Et dehors, dans le froid, nul espoir. Seulement la glace grise, la neige noire et les légions aveugles. Igor, à l’intérieur, calcule la fin.
Mina invente cent recettes modernes afin de se préparer une apocalypse implacablement ludique. Dans le bunker voisin, on compte les slips.
Dans les ruines, les mêmes filles, plus tard. Des fleurs dans les cheveux, elles dansent. Les yeux pétillent, la musique est vraiment extra.
Collées sous la douche, tiède, les filles complotent. Le son de l’eau trouble astucieusement les micros cachés. Les orteils se touchent. Si.
Avant la guerre, l’utopie, le chaos, l’entropie et tout le gros bordel d’après, Mina était libraire, Igor, épicier bio et Carver, une fille.
Cinq amis se disputent la place dans la nacelle. Fin de leur amitié, début de la fusillade. Carver profite du chaos, et de la montgolfière.
Sur la table, un carnet contenant toutes les réponses. Dans la salle, sept bandits vraiment malins. Et Mina, prête à tout. Pas un bruit, ok.
Au bord de la piste de danse, j’hésite fébrilement. Un slow, je m’avance vers elle, et bredouille une demande inaudible : sourire, et rejet.
Nos petits jeux, innocents, ne provoquaient que morts et désolation. Mon nouveau vernis, « tumeur maligne », faisait sensation dans la région.
Pour tromper l’ennui, inévitable, nous avions décidé de ne plus nous réfugier dans les abris pendant les bombardements. Ça marche trop bien.
Igor, en mini short, cuir naturel, se décide enfin. En ville, on ne parle que de ça. Nos troupes, enfin, au nord, hilares, se convertissent.

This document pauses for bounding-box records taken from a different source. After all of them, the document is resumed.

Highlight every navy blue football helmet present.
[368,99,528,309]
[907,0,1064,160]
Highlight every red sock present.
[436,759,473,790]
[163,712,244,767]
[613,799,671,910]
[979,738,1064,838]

La télé bloquée sur du télé-achat d’avant la Fin. Les miliciens passionnés s’imaginent profiter de ces biens, plutôt agréablement vendus.
Mina, Carver et l’homme à la tête de chat, remontent le flux incessant des réfugiés irradiés, vers le centre, vers la lumière brûlante, nus.
Igor, Carver, enlacés. Sensation d’étouffer. Mina chantonne. La nature mutante est d’un rouge orangé. Nos amis découvrent 7 nouvelles fins.
L’agence chargée de gérer les états de catastrophe naturelle décide de fermer provisoirement ses portes aux chefs d’entreprise en fuite. Si.